Kedua, barang jaminan itu dinilai harta dan boleh dimanfaatkan. Sebagai contoh, khamar tidak boleh dijadikan barang jaminan dan khamar tidak termasuk ke dalam harta bernilai, juga tidak bermanfaat dalam Islam, maka khamar tidak sah bila dijadikan barang jaminan
Ketiga, barang jaminan itu jelas. 
Keempat, agunan itu milik sah orang yang berhutang. 
Kelima, barang jaminan itu tidak terkait dengan orang lain. 
Keenam, barang jaminan itu merupakan harta yang utuh, tidak bertebaran dalam beberapa tempat.
Ketujuh, barang jaminan itu boleh diserahkan, baik materinya maupun manfaatnya.

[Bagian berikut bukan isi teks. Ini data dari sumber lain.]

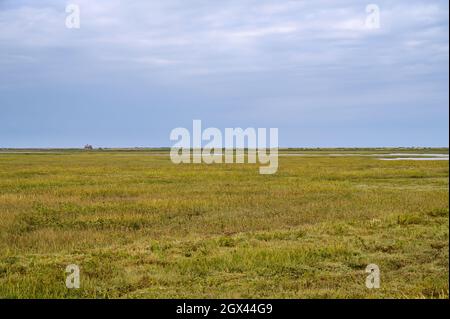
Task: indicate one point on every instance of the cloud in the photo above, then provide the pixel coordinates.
(229, 56)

Apabila barang yang digadaikan itu secara hukum telah berada di tangan pemberi hutang dan uang yang dibutuhkan telah diterima peminjam hutang. Apabila barang jaminan itu berupa benda tidak bergerak seperti rumah dan tanah, maka tidak harus rumah dan tanah yang diberikan, tetapi cukup surat jaminan tanah dan surat-surat rumah yang dipegang oleh pemberi hutang.
Syarat terakhir yang merupakan kesempurnaan rahn yang disebut sebagai qabdh al-marhun (barang jaminan dikuasai secara hukum oleh pemberi piutang). Syarat ini menjadi sangat penting sebagaimana dinyatakan oleh Allah SWT dalam surat al-Baqarah ayat 283 yang telah disebutkan dalam pembahasan sebelumnya.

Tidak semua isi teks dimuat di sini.